Central Bougainville landowners, embittered by disputes over royalty payments and the environmental damage caused by the mine, had begun a decade-long armed secessionist struggle, first against the mine, then against PNG’s security forces.
By late 1997 after the infamous Sandline affair unfolded in Port Moresby, including the flying in of mercenaries, an army mutiny and a defiant prime minister losing his job, Bougainville’s civil war dissipated and ended.
The mercenaries, who were meant to quash Bougainville’s secessionists, were sent packing, prime minister Julius Chan was forced to step down and the new administration of prime minister Bill Skate, with Australian and New Zealand support, opened the way for peace talks.
But, many thousands had died on the island.
Lost income from what was once the world’s largest open cut gold and copper mine left central Bougainville’s impressive infrastructure decaying and dilapidated.
The civil conflict was over but the next decade saw Bougainville struggle through a legacy of post-conflict trauma, including widespread destruction and arrested development.

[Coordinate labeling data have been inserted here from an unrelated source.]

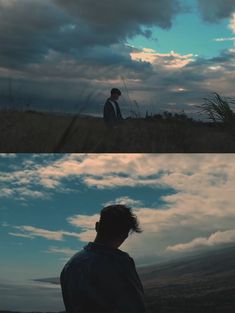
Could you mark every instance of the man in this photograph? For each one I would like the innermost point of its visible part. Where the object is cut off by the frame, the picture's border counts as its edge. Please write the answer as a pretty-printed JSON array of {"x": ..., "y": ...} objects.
[
  {"x": 101, "y": 278},
  {"x": 112, "y": 112}
]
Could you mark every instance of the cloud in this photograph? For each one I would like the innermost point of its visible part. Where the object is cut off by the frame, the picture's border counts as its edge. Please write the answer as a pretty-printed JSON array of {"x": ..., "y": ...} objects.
[
  {"x": 32, "y": 232},
  {"x": 215, "y": 10},
  {"x": 232, "y": 23},
  {"x": 21, "y": 235},
  {"x": 66, "y": 251},
  {"x": 170, "y": 60},
  {"x": 73, "y": 28},
  {"x": 224, "y": 39},
  {"x": 124, "y": 19},
  {"x": 218, "y": 238}
]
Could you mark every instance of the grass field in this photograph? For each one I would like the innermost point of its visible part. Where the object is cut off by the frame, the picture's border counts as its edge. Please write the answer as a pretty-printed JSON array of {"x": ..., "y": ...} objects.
[{"x": 45, "y": 132}]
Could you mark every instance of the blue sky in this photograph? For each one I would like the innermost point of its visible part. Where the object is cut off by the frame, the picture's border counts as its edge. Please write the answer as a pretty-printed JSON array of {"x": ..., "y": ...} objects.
[
  {"x": 50, "y": 203},
  {"x": 171, "y": 53}
]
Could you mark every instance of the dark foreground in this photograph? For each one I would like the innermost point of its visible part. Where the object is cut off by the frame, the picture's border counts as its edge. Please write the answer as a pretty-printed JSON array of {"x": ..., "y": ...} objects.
[
  {"x": 44, "y": 132},
  {"x": 204, "y": 283}
]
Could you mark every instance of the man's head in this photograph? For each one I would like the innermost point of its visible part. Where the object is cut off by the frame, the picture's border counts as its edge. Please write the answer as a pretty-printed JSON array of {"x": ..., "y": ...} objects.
[
  {"x": 115, "y": 93},
  {"x": 116, "y": 223}
]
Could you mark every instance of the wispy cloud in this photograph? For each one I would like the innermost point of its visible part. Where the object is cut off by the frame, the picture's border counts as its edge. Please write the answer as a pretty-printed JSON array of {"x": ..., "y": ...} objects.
[
  {"x": 32, "y": 232},
  {"x": 232, "y": 23},
  {"x": 225, "y": 39},
  {"x": 66, "y": 251},
  {"x": 218, "y": 238},
  {"x": 21, "y": 235}
]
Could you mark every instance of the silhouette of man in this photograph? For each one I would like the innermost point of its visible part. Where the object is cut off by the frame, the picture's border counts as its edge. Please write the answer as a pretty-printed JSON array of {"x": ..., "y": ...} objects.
[
  {"x": 112, "y": 113},
  {"x": 102, "y": 278}
]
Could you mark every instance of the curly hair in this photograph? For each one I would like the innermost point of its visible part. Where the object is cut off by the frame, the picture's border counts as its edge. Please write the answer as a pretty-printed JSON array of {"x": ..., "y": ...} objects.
[{"x": 118, "y": 220}]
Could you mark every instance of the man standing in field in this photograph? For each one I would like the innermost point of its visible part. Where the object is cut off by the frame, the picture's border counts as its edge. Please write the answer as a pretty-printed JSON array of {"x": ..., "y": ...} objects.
[
  {"x": 101, "y": 278},
  {"x": 112, "y": 112}
]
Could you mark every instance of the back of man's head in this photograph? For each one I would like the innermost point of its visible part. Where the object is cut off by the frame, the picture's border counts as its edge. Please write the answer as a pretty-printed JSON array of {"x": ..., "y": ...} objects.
[{"x": 117, "y": 221}]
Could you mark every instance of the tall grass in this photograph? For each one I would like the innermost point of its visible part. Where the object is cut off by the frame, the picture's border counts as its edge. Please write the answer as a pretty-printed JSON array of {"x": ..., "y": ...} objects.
[{"x": 218, "y": 110}]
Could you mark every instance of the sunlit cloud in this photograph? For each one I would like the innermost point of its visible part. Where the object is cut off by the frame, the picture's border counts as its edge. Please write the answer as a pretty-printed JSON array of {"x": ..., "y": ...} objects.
[
  {"x": 171, "y": 60},
  {"x": 232, "y": 23},
  {"x": 32, "y": 232},
  {"x": 66, "y": 251},
  {"x": 218, "y": 238}
]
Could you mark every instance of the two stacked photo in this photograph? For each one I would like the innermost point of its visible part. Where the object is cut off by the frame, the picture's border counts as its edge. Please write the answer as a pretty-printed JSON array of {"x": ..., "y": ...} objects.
[{"x": 117, "y": 156}]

Part of the 2001 Bougainville Peace Agreement offered an independence referendum some time after 2015. This much sought-after vote remains at risk as disputes and feuds between different factions on the island continue.
Mr Tanis has acknowledged the legacy of former president, the late Joseph Kabui, who died from a heart attack last June.
Mr Kabui, in the final stages of his life, was increasingly criticised over a series of controversial deals on future mining concessions.
Mr Tanis distanced himself from his friend and former boss.
“I cannot be another Kabui,” he said.
“I am James Tanis. I will continue his (Kabui) works but, at the same time, I am not just a photocopy. I must continue the good work my way.”
Mining was what brought Bougainville into the world’s focus and made it the hub of PNG’s economy.
It brought Bougainville boom but it also brought bust and sparked the civil war.
“I want to make it very clear that I will not force mining upon you,” Mr Tanis told Bougainvilleans.
“Any decision on mining rests in the hands of the people of Bougainville.
“We must remember that Bougainville’s future does not depend on mining alone.
“We need a broad-based economy,” Mr Tanis said.
“To the Panguna landowners, I say I support you in your moves to end the conflict where it started,” he said.
The conflict and formative events of 1988 interrupted Mr Tanis’ undergraduate degree in PNG.
Instead of continuing studies, he went home and joined the armed struggle.
But despite his close association with former Bougainville Revolutionary Army leaders Francis Ona and Mr Kabui, Mr Tanis is more recently known as a key player forging the peace agreement.
After that, from 2003 to 2005, Mr Tanis worked as Bougainville’s minister for peace and autonomy where he pushed for reconciliation, peace building and gun reduction in troubled south and central Bougainville.
In the 2005 presidential elections, Mr Tanis came third behind John Momis, PNG’s current ambassador to China, and the overall winner Mr Kabui.
Since then, Mr Tanis has operated a small tradestore in Bougainville’s relatively peaceful capital Buka.
In an essay Mr Tanis wrote in 2005, he recalled the Panguna mine office fire in 1988 when he worked as a casual employee in the mine’s finance section.
He heard workers complain that expatriate staff were better paid and Australian bosses showed favouritism and failed to employ enough locals.
The mine’s toxic tailings polluted a river his clan relied on for food and customary practice near where he was born in Panam village, Lamane, South Bougainville near the border with Central Bougainville.
A 10-year secessionist conflict followed by many years of slow peace building racked by continuing internal division with little economic development means Bougainvilleans face tough challenges to rebuild their infrastructure and economy.
Mr Tanis knows if Bougainville’s pieces are to be put together again, he has to first pick up the peace process, then comes the ultimate goal – independence.